Bridget Andrews
If it wasn't for Bridget, the Barnes One World Link, which has been going strong sine 1982, would never have been founded. But in her early life, Bridget, never saw any poverty, or at least did not take it in. Her father was the squire of a small, conventional village in Wiltshire, where "the whole village and farm had belonged to my family for generations". As she remembers it, "everyone had their place in the village, and I accepted unquestioningly my Conservative background".
After a stay in Canada during the war, Bridget went to boarding school, finishing school, and secretarial college. She also took a course in French Civilisation at the Sorbonne, and spent a year working in the U.S.A. and Mexico City. Her six month stay in Mexico "opened my eyes to another way of life. It made me want to help in some way, though I wasn't sure how." Nevertheless, it planted the first seed of her later interest in the people of the developing world.

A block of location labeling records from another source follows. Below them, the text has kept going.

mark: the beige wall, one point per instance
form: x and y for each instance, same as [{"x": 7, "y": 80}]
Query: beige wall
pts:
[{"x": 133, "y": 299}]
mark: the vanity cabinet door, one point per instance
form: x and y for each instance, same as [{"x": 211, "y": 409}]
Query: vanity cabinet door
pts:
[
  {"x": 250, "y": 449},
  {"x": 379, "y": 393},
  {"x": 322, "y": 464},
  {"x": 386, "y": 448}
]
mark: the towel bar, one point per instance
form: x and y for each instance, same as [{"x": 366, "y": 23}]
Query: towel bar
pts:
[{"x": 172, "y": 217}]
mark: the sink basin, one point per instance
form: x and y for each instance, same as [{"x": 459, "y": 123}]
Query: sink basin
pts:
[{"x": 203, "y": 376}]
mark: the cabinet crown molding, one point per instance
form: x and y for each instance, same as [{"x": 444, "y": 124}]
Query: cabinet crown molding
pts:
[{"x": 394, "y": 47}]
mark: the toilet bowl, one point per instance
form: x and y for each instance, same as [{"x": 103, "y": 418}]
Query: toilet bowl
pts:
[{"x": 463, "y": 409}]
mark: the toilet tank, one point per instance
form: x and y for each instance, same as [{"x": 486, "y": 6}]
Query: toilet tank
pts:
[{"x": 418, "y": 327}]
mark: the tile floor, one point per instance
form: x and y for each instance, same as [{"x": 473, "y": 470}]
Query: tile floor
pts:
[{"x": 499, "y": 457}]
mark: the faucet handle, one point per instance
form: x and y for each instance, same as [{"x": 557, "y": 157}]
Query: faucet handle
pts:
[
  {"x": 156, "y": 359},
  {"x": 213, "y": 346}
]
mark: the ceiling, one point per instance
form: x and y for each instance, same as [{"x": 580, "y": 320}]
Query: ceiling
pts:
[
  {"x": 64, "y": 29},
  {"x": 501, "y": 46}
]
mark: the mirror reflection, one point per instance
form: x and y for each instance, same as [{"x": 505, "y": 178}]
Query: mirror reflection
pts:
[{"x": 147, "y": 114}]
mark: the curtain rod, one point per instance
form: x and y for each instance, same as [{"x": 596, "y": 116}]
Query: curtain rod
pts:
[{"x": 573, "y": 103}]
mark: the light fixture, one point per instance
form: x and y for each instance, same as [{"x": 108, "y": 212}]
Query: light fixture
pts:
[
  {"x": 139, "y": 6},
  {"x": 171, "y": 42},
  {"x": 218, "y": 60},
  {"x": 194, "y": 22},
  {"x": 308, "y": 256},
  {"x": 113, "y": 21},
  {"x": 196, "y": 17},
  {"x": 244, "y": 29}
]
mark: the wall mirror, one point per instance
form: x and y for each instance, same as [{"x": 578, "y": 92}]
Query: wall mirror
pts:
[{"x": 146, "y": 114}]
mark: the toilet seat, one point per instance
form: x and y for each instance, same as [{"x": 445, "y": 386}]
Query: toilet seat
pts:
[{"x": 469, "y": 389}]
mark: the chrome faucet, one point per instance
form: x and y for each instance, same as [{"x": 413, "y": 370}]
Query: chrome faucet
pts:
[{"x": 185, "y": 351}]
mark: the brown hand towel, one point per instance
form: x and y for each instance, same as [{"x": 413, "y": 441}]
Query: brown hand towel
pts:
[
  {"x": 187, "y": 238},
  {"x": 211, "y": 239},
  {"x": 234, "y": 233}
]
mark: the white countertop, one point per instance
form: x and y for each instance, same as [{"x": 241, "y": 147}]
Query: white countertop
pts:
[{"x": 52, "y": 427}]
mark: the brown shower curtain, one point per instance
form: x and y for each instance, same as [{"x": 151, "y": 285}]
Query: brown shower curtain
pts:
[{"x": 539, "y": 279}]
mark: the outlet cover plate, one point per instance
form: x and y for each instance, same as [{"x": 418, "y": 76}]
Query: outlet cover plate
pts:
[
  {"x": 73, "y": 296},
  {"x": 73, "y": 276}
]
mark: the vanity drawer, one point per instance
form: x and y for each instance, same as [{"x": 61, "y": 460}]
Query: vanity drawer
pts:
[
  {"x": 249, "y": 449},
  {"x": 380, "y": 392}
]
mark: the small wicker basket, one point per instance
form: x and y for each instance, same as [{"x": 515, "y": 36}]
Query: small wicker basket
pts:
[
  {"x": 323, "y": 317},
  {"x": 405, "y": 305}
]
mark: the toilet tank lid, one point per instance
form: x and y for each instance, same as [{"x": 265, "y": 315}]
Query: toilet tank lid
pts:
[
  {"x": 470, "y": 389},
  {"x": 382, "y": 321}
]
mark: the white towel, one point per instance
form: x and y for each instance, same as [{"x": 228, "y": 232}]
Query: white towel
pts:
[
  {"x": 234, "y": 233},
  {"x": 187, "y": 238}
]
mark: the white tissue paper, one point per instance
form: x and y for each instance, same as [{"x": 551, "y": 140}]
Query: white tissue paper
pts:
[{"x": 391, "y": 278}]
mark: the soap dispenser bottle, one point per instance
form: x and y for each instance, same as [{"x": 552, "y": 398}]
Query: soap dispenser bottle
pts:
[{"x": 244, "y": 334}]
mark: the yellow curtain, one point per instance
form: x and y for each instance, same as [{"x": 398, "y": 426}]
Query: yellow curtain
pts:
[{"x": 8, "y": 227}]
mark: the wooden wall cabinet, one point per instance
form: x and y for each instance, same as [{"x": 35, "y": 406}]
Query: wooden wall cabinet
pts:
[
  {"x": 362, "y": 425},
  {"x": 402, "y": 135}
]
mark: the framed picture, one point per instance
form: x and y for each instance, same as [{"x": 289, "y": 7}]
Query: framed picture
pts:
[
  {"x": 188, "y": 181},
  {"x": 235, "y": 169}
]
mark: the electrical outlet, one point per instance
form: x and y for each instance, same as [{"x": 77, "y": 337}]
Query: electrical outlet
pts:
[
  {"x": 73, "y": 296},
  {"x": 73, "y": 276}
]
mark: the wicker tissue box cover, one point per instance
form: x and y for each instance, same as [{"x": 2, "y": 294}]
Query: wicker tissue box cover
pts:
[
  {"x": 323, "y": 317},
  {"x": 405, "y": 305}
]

Back in England, following her father's example (he had been a Conservative MP for a while), she worked for the Conservative minister Julian Amery for five years. In her spare time, she skied, climbed mountains, and had a busy social life. In 1961 she married a solicitor, and settled into a large house in Barnes.
After becoming a mother, Bridget began to change. "I started to think more about the bigger questions of life, and how the very poor of the world managed to feed their children and live with hunger and insecurity." While doing voluntary work for Oxfam, she was struck by the problems encountered by a group of students who had participated in an experiment living off the goodwill of others. Finally, a trip to India in 1981 brought home the reality of the poverty, together with the dignity and spirituality of the people, even more clearly.
On her return to Barnes, Bridget heard a talk on Woman's Hour about twinning with the developing world. Soon after that, she met someone who supported a village headman in Kerala, South India, "and I decided, with friends, to start a similar link with his village." The idea was to be in touch with people on a personal level, as well as supporting development projects. Over the years, the Link's projects have changed more than once, but the group has still not forgotten the original principles on which it was founded.